Most frequent fliers say the crown jewel of status benefits is the free upgrade to first class by legacy carriers. But this year the boards are lighting up with common complaints of no upgrades at the early window (usually 4-5 days before) while others are saying they are simply not receiving upgrades at all. The loudest chants come from United and Delta FFers but this should be no surprise. Often looking more like twins than competitors, these are the two largest elite status programs.
Of course, this varies depending on factors such as airline, airport, route, day of week, and time of day. Nevertheless, increasing chatter suggests looking to see if the dots connect.
So what changed? First, the airlines moved from a yield management operation to revenue management. We are all familiar with baggage fees et al but the fee that now often stands between frequent fliers and those highly desired first class seats are upgrade fees. Some airlines allow any passenger to purchase what appears to be a discounted first class seat, sometimes for less than a hundred dollars.

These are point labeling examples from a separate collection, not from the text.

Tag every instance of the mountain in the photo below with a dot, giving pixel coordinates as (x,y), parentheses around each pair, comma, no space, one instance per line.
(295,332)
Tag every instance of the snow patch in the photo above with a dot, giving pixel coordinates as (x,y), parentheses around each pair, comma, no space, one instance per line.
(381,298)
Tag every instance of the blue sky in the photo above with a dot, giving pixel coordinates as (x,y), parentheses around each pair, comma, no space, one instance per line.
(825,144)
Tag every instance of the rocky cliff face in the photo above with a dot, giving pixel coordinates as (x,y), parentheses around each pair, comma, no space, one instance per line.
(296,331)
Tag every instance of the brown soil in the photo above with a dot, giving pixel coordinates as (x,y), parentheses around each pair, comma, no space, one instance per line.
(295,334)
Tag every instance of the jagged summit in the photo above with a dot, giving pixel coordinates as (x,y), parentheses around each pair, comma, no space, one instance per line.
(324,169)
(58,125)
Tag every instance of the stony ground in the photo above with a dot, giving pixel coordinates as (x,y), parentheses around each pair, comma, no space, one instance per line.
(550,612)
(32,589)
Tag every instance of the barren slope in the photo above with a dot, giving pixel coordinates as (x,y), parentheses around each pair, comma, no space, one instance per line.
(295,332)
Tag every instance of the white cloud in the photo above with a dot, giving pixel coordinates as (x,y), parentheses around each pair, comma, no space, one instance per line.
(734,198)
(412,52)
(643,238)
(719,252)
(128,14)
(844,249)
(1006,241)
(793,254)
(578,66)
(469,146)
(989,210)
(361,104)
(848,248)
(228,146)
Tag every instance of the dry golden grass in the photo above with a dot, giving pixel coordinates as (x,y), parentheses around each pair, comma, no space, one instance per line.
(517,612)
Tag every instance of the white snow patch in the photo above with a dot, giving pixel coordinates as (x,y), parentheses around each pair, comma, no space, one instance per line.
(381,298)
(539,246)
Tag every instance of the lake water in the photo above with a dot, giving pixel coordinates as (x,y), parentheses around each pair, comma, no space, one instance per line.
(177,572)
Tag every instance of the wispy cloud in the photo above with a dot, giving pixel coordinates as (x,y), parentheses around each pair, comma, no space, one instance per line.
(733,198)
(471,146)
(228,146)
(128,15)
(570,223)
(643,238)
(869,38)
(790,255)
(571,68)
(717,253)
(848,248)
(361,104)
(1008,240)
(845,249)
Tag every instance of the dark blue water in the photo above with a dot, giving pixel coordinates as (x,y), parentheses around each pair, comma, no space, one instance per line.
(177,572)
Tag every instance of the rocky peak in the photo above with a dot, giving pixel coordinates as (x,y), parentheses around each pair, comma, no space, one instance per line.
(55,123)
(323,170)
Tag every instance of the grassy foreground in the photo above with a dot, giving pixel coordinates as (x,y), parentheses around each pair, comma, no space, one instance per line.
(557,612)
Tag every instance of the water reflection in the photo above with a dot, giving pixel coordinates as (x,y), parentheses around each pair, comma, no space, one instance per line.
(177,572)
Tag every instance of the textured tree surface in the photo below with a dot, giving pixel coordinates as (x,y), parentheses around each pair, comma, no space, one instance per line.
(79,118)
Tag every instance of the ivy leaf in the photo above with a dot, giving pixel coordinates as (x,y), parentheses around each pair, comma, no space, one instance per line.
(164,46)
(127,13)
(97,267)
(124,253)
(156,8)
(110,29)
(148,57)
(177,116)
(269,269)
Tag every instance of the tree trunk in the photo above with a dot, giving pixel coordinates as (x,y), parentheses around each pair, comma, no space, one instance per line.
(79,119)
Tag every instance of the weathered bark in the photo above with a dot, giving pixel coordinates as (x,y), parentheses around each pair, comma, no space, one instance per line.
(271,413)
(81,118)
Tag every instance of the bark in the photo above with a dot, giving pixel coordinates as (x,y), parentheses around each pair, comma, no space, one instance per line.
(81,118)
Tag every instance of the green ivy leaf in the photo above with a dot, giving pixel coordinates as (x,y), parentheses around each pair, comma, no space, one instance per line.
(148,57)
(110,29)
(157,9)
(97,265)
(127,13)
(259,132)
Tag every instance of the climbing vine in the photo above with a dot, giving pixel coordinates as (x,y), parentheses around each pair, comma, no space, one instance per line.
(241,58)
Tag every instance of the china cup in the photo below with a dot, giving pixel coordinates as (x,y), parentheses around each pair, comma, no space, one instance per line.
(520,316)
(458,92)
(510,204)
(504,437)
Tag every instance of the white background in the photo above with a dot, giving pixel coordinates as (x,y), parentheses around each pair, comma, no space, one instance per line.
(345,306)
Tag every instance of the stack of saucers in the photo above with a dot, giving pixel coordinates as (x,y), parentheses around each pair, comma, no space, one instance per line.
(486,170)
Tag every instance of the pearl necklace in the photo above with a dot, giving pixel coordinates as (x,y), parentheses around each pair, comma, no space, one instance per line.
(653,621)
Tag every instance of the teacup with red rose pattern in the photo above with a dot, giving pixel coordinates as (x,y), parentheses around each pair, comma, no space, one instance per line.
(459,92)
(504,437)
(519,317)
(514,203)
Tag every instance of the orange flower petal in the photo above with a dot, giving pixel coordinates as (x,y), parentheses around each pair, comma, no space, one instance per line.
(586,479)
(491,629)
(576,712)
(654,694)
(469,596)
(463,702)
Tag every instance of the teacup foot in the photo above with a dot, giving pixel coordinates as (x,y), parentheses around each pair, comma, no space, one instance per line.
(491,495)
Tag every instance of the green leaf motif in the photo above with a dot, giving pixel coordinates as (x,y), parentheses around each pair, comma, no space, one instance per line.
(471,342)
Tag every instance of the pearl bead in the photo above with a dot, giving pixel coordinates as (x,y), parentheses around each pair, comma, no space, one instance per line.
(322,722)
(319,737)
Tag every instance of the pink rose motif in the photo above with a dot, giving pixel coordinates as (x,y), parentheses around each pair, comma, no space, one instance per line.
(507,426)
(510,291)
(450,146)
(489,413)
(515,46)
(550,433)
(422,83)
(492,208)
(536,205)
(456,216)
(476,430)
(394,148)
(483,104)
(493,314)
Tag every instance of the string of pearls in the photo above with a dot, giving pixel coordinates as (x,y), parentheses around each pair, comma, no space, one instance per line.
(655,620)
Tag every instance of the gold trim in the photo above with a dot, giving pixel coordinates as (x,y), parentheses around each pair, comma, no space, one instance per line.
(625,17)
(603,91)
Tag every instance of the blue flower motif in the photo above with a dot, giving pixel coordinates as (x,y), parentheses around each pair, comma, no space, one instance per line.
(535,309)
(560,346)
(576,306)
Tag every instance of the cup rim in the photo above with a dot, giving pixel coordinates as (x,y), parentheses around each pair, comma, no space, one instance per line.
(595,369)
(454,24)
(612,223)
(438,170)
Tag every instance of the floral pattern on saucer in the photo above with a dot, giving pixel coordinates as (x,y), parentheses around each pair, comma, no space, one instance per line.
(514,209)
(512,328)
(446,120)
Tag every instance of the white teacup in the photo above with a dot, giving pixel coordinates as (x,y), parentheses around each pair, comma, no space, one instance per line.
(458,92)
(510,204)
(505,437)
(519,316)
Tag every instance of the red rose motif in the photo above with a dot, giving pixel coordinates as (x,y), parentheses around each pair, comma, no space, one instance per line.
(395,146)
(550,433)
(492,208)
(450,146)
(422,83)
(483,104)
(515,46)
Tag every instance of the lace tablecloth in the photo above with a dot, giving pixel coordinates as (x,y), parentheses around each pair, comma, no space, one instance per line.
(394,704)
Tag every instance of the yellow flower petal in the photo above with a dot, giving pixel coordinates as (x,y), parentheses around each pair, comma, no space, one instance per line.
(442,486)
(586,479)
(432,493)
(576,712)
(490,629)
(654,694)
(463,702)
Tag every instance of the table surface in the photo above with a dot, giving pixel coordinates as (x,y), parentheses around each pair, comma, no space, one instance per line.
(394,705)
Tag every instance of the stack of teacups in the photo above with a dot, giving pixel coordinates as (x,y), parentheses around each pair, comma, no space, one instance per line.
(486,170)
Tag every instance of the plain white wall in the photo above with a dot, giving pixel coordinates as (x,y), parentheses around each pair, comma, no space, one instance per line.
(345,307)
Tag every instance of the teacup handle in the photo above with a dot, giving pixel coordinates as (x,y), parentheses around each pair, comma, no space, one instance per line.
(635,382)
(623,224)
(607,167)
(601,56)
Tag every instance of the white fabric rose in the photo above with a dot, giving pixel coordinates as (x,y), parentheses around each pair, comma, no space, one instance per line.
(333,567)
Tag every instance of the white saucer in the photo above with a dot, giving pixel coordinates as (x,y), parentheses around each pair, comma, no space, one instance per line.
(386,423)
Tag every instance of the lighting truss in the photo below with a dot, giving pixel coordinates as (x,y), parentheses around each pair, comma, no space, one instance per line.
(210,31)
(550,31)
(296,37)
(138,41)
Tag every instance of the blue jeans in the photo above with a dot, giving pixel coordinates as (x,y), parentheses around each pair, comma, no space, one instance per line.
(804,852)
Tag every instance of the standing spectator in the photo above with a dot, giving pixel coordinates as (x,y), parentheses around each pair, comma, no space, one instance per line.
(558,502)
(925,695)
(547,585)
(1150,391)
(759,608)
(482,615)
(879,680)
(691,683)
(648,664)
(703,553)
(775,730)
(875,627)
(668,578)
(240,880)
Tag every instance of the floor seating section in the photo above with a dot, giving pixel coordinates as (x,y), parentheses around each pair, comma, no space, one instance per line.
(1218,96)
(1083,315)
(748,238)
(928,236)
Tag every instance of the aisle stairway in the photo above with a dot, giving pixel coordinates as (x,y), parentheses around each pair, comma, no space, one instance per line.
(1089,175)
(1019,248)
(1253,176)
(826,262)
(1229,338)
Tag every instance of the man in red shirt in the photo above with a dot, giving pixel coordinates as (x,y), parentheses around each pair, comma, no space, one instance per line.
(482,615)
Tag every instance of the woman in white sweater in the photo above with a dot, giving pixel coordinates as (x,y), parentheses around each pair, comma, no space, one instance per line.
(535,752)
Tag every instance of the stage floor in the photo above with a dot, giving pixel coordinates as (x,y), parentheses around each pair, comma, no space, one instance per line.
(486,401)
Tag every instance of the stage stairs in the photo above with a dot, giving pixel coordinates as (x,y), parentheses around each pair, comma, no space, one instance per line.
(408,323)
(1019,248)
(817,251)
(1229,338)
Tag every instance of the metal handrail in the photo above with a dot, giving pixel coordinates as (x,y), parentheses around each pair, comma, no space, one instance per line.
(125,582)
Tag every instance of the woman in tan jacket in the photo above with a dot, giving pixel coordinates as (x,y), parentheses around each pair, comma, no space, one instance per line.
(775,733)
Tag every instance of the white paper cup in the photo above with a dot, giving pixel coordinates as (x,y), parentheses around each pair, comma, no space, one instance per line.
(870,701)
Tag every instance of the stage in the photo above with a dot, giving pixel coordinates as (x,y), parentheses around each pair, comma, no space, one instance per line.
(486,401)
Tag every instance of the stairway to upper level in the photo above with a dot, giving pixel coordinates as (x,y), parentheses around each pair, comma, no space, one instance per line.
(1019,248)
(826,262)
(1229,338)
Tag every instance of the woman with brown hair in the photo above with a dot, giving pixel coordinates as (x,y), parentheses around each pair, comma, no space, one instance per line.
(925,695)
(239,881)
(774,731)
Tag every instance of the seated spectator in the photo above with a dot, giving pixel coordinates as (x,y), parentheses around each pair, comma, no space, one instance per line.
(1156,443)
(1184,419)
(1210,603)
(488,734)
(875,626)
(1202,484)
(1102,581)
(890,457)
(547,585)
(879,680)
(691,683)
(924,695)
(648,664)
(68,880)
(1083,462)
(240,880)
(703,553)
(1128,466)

In truth, it is not quite that simple. Passengers can purchase upgrades to first class by paying the difference between their expensive coach fare and the first class fare, sometimes at a discount. Frequent fliers who purchased low fare buckets are losing out to non-status passengers who pay much more for their seats. Very simply, it means more revenue for the airlines and fewer seats available to elites.
How can the airlines get away with this? Because another thing has changed: Capacity.
In recent years, carriers have been operating at around 70-80% capacity, sometimes as low as 60%. That left many seats open on flights, especially those coveted first class seats. They were great times for frequent fliers but airlines were losing a lot of money.
Today, airlines have ceased or reduced operations for certain routes. In some cases, they have substituted smaller aircraft which means fewer first class seats. The end result is airlines are now at about 85% capacity, sometimes 90%. That means most flights are quite full, indeed often overbooked.
With fewer flight options, any airline delay or cancelation now has a magnified effect. Sometimes these displaced passengers are already flying first class on connecting flights, sometimes they are coach fare passengers rewarded with first class seats on a later flight. Since these events are unplanned, it is increasingly common for airlines to hold back on releasing upgrade seats early.
A third variable adds to the toxic mix. A couple years ago there were six legacy carriers. Due to a couple mergers, today there are only four. Reduced competition does not favor the frequent flier.
What used to be a slam dunk for receiving a first class upgrade by airline elite travelers is now in jeopardy for some. Before an airline even gets to the upgrade list pecking order, others have already cleared and they include passengers who purchased first class tickets, re-routed passengers, and those who paid the upgrade fee. Add in certain elite passengers who are allowed to upgrade to first class with certificates or miles or purchase full coach fares, along with possibly smaller aircraft, it is no surprise there are few – if any – first class seats remaining.
Yes, frequent fliers have been spoiled over recent years by purchasing low fare coach tickets while still receiving those prized upgrades. Those days are probably gone for many, especially for popular routes on heavy travel days which typically include Monday, Thursday, and Friday.
How well I know. I have been flying the same route week after week for the past five years and that precious upgrade was always there for me. That is, until this year when I joined the ranks as a surprised top tier flier who no longer impresses an airline with my status.
No doubt some will say just pay for a first class seat if you want it. It so happens that the airlines agree with you. This is all about revenue now so if you want to sit up front, plan to pay for it one way or another.